Devon Bernard: How to design a great API using Flask
Talk by Devon Bernard at the Plone Conference 2017 in Barcelona.
At Enlitic we study lots of medical data using computers. I hope to teach you how to create an api that developers and users love. If you are a backend developer, you can see the front end developers as your user. It should be intuitive, durable, flexible.
Your API should not surprise your users.
Hard coded variables are bad. Keep runtime variables in one central place, so users can find them. Make it so that you do not need to juggle with git to avoid accidentally committing a password. Search github for 'removed password' and you find over 300,000 commits with that commit message... Good: create a Config class, and DevelopmentConfig, and ProductionConfig and handle the differences there.
Use object relational mappers (ORM), instead of writing SQL, as you constantly worry about SQL injections.
How to standardise database migrations? A tool like alembic helps, to create a way to upgrade and downgrade. But please change the alembic file template to start with a date instead of a random hash.
Have a standard database seed, that users can use to get a database with standard content.
Use a requirements.txt file with all the requirements that you need. You can get packages from a git repository too. And you can install packages from the local file system, which is especially handy if you develop two packages at the same time, so you don't need to push changes all the time for package A when you yet know if they actually work with package B.
Is the setup code in your README working? If you can replace this by a single command, that would be better.
Create unit tests. You may hear:
- "But it wastes time." No, you still have to verify your code before you deploy it to production. And you do not just need to verify the new code, also the older code, as it may be affected by your change.
- "But writing it is boring." Manually clicking to verify that it works, is even more boring.
Database flush versus commit. A flush reserves a placeholder spot in the database. A commit saves records in the database. If you explicitly commit, and later something goes wrong, your commit is still in the database; usually you do not want this: either all changes should be written, or none at all. Also: use flush instead of commit when you need to get an auto increment id back: what is the id of the row that will be committed to the database.
Create an app factory, so there is one way to instantiate your app. This may also help for avoiding circular imports, like when your API depends on your database code, and the other way around.

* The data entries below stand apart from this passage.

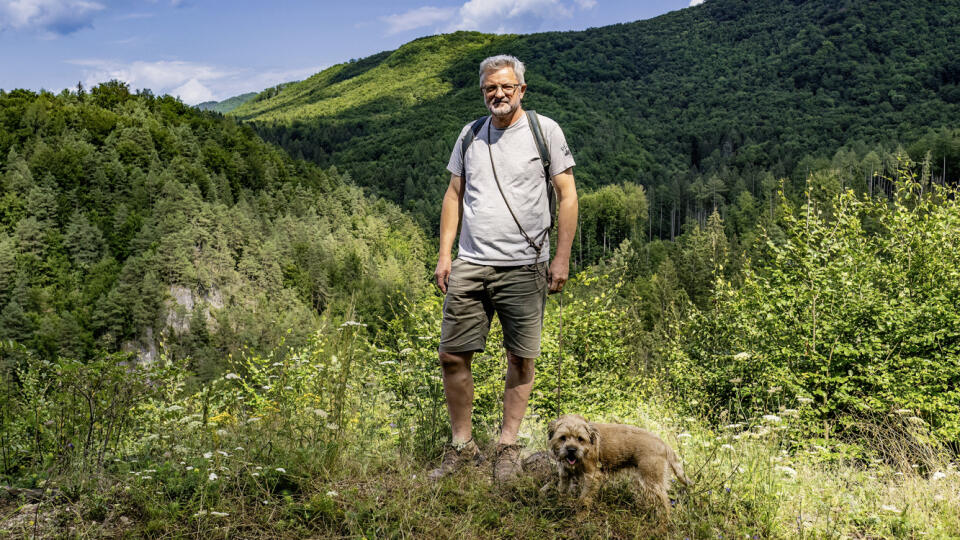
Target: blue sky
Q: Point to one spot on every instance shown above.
(212, 49)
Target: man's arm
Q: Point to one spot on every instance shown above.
(450, 214)
(567, 210)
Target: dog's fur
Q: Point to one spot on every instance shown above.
(585, 451)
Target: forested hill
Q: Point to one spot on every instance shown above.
(130, 222)
(725, 89)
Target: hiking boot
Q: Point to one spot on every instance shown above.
(456, 457)
(507, 466)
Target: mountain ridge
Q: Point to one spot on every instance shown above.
(728, 87)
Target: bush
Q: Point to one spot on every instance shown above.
(853, 315)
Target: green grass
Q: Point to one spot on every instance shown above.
(748, 484)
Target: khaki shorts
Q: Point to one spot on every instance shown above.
(517, 294)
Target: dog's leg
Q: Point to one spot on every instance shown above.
(563, 482)
(589, 484)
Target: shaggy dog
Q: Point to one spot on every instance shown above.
(585, 451)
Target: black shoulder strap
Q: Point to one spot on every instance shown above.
(534, 124)
(465, 143)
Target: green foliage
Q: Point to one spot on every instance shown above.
(696, 105)
(853, 316)
(129, 222)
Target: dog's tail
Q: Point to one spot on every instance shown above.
(678, 471)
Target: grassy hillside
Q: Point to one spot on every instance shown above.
(730, 88)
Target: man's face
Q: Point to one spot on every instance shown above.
(501, 102)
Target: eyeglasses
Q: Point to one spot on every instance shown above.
(508, 89)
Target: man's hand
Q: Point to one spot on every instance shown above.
(442, 274)
(558, 274)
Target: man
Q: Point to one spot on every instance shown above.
(498, 192)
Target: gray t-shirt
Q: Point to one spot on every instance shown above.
(488, 235)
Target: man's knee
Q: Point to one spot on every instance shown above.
(454, 362)
(519, 363)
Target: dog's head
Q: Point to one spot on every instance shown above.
(573, 441)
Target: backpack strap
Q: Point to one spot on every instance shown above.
(468, 138)
(534, 122)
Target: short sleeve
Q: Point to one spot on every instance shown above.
(455, 164)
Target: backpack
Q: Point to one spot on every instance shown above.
(534, 123)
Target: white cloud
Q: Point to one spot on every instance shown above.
(192, 82)
(417, 18)
(54, 17)
(504, 16)
(499, 16)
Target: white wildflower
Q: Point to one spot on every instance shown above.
(353, 323)
(789, 471)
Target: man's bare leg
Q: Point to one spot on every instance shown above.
(516, 394)
(458, 390)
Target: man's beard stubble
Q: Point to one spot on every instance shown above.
(494, 103)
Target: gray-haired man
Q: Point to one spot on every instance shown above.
(498, 192)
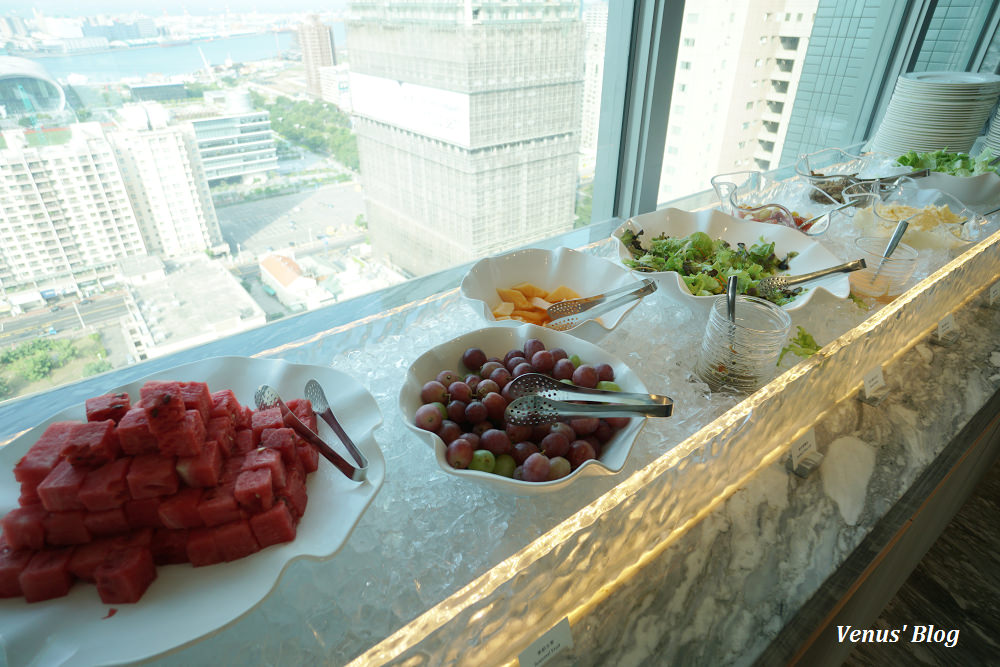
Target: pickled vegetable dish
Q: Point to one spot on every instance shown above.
(705, 265)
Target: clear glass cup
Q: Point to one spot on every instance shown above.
(884, 278)
(743, 356)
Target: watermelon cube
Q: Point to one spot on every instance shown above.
(197, 397)
(309, 456)
(225, 404)
(244, 440)
(202, 470)
(202, 549)
(43, 456)
(106, 522)
(169, 547)
(185, 438)
(264, 419)
(218, 506)
(262, 457)
(125, 575)
(254, 490)
(47, 575)
(222, 430)
(235, 540)
(65, 528)
(87, 557)
(181, 509)
(144, 513)
(12, 564)
(109, 406)
(152, 475)
(92, 444)
(302, 408)
(273, 526)
(294, 492)
(134, 434)
(59, 491)
(106, 487)
(23, 527)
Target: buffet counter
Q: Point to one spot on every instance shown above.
(705, 549)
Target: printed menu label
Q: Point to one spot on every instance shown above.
(545, 647)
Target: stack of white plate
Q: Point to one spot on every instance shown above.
(929, 111)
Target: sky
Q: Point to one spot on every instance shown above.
(153, 7)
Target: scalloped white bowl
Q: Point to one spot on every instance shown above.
(585, 274)
(675, 222)
(496, 341)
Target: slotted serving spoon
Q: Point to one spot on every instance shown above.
(266, 397)
(774, 284)
(539, 399)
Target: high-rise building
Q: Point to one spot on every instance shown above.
(66, 218)
(234, 139)
(468, 125)
(166, 182)
(738, 69)
(316, 42)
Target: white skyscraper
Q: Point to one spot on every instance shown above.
(66, 217)
(166, 182)
(738, 68)
(468, 125)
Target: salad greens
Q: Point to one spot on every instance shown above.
(801, 345)
(705, 265)
(956, 164)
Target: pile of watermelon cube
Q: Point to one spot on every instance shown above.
(184, 476)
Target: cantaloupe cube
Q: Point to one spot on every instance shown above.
(562, 293)
(515, 297)
(529, 290)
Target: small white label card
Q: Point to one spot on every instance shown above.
(545, 647)
(804, 448)
(874, 382)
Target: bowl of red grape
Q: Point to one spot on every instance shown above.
(454, 399)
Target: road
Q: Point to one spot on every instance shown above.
(104, 309)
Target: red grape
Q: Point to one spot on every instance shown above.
(473, 358)
(563, 369)
(434, 392)
(535, 468)
(459, 453)
(460, 391)
(429, 417)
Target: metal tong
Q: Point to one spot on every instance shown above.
(567, 314)
(771, 284)
(539, 399)
(266, 397)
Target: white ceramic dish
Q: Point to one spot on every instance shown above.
(496, 341)
(675, 222)
(585, 274)
(184, 603)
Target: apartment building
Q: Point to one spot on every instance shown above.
(468, 125)
(66, 218)
(738, 70)
(233, 139)
(166, 182)
(316, 43)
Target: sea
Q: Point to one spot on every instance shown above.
(171, 60)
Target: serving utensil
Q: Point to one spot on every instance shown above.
(773, 284)
(317, 397)
(540, 399)
(570, 321)
(266, 398)
(574, 306)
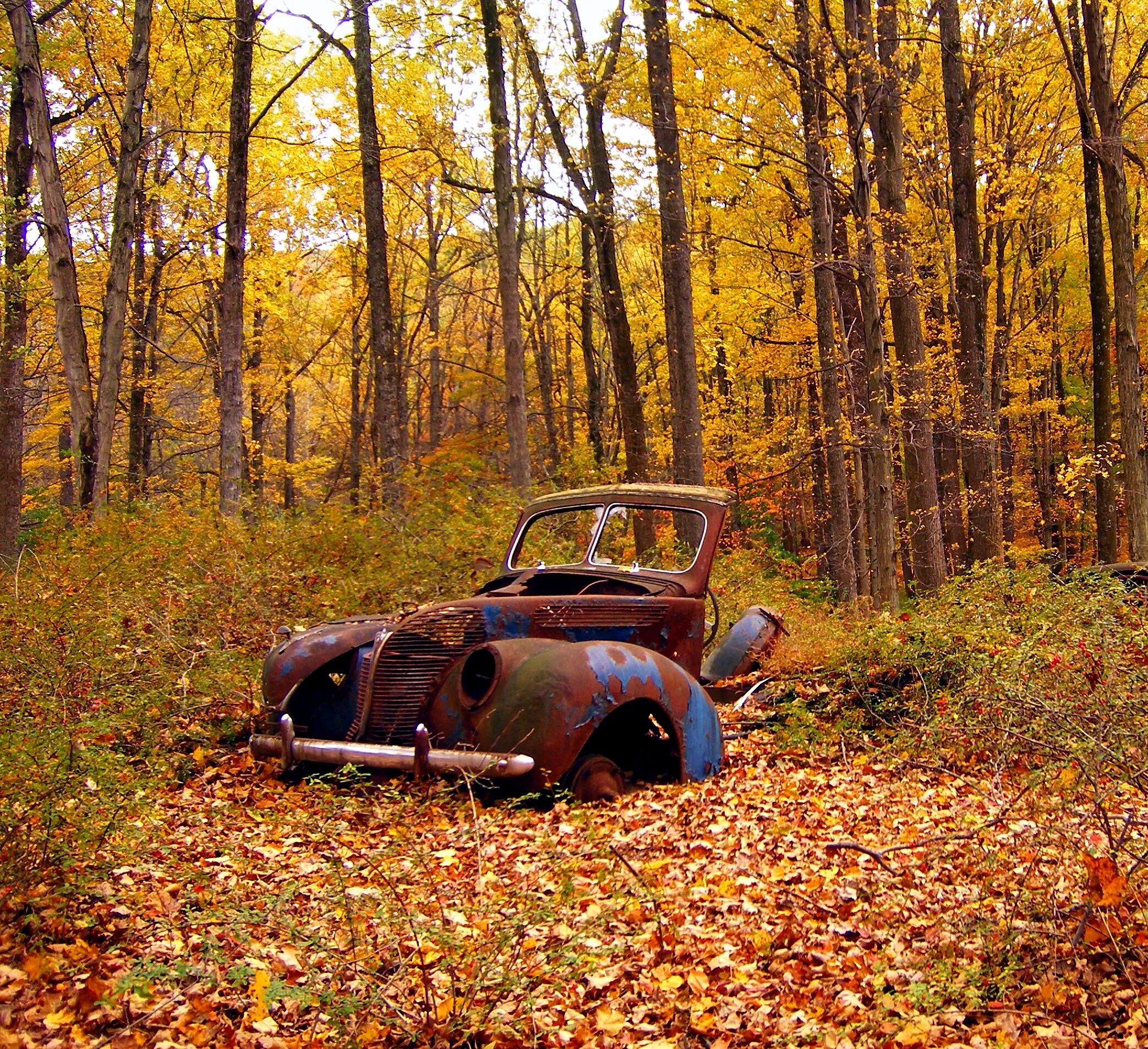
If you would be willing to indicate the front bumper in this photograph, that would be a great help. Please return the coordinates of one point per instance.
(287, 748)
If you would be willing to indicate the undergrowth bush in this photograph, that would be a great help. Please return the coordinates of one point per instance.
(135, 641)
(1020, 669)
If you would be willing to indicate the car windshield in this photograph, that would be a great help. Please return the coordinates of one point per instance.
(559, 537)
(650, 537)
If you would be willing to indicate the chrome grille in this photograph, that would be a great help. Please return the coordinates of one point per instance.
(408, 668)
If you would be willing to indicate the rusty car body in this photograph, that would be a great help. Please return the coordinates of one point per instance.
(579, 665)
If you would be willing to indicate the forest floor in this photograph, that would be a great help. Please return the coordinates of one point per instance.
(715, 914)
(981, 755)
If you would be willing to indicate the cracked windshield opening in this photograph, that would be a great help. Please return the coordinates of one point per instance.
(665, 540)
(558, 539)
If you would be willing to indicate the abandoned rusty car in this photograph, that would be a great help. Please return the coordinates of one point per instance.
(578, 666)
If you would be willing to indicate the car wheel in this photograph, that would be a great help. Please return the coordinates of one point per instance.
(597, 778)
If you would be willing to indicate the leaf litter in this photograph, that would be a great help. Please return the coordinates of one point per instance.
(342, 911)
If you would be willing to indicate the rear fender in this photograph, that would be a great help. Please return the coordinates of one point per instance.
(549, 697)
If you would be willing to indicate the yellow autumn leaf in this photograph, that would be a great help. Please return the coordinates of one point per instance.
(608, 1020)
(915, 1032)
(58, 1019)
(445, 1008)
(259, 992)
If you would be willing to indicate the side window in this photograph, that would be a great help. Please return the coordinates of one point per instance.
(650, 537)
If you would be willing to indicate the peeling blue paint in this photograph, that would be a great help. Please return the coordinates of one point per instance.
(702, 736)
(626, 665)
(503, 622)
(601, 634)
(599, 707)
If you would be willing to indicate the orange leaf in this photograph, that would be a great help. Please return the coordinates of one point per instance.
(1106, 884)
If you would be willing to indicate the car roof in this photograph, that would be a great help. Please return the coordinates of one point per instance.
(653, 494)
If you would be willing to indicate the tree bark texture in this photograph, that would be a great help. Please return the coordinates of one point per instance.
(234, 258)
(926, 540)
(589, 356)
(255, 401)
(384, 353)
(119, 254)
(878, 457)
(1109, 152)
(1100, 309)
(839, 553)
(505, 237)
(289, 445)
(18, 182)
(686, 422)
(70, 334)
(977, 431)
(355, 452)
(145, 332)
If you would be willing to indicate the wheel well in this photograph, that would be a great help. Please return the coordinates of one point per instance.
(641, 738)
(323, 705)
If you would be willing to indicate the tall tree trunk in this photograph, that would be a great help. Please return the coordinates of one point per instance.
(839, 553)
(505, 237)
(384, 353)
(67, 460)
(926, 540)
(686, 422)
(852, 342)
(589, 357)
(259, 414)
(1109, 152)
(610, 278)
(355, 454)
(977, 428)
(543, 352)
(145, 324)
(124, 221)
(70, 334)
(289, 445)
(877, 449)
(1107, 541)
(1000, 395)
(434, 324)
(234, 258)
(18, 181)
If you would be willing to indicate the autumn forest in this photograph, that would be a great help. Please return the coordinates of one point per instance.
(873, 269)
(302, 302)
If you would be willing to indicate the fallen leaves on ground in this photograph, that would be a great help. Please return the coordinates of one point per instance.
(347, 914)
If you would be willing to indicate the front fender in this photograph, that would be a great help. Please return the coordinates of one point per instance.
(293, 660)
(550, 696)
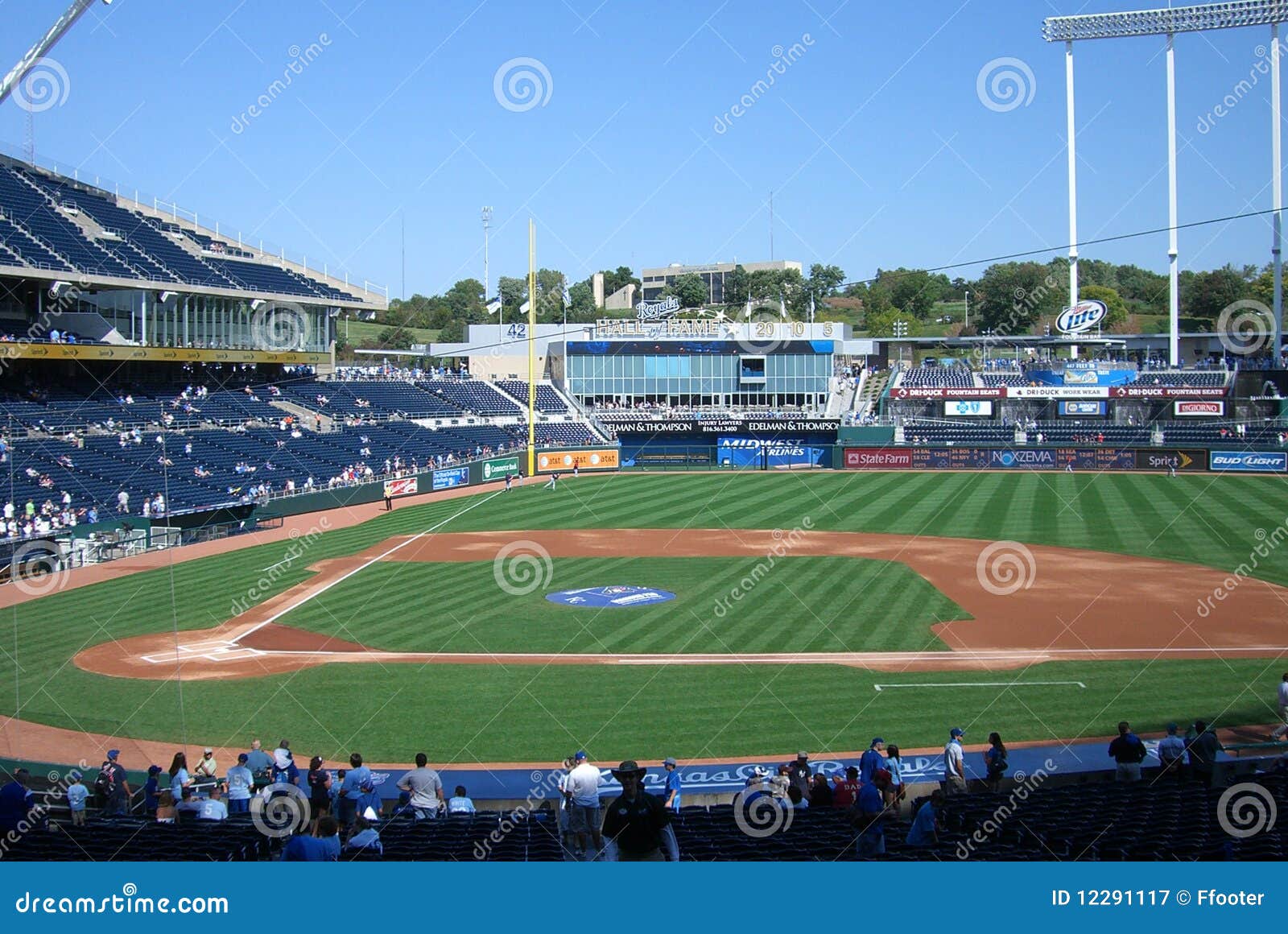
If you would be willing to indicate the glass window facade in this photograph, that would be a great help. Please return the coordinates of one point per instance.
(700, 379)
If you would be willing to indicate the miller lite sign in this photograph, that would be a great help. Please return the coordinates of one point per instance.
(1081, 317)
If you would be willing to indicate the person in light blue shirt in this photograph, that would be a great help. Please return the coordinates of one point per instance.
(674, 785)
(238, 783)
(352, 791)
(76, 796)
(460, 803)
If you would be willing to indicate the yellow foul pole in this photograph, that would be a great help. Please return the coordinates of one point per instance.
(532, 345)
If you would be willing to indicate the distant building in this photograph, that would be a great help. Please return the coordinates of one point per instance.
(654, 281)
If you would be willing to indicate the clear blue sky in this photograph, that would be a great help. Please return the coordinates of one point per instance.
(875, 141)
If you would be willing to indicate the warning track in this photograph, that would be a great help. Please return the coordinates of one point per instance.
(1030, 605)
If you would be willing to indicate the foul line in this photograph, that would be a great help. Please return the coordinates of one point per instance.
(980, 684)
(361, 567)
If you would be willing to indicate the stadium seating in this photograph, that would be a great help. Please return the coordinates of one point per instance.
(36, 229)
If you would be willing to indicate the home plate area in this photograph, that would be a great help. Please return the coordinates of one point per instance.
(212, 651)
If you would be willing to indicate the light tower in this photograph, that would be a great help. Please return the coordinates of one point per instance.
(487, 227)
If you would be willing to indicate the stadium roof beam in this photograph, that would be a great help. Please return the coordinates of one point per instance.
(44, 44)
(1169, 23)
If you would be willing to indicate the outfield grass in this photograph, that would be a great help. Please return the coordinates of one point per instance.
(496, 713)
(773, 614)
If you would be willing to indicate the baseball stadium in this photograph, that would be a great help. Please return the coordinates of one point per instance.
(757, 554)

Create blueprints. For example create one decorator for registering an admin view, and another for anonymous views. That makes it very clear which view is for what kind of user.
How to maximize uptime? Prevent downtime by not shipping bugs: have automated testing, have staging servers
Versioning: have a way to know what the used version is. Keep backwards compatibility. Communicate when you will drop a feature.
Get some analytics about API usage. If one of your front end developers is still calling a deprecated part of the API, detect this and send them an email.
First rule of endpoint design is: be consistent.
Document your API, or it does not exist.
A tool like Postman can be used to show the end points, and is helpful for debugging: paste the exact payload that gave an error on production.
Use Python profiling: what lines of your code take the most time?
Caching: store common responses in memory for quick retrieval.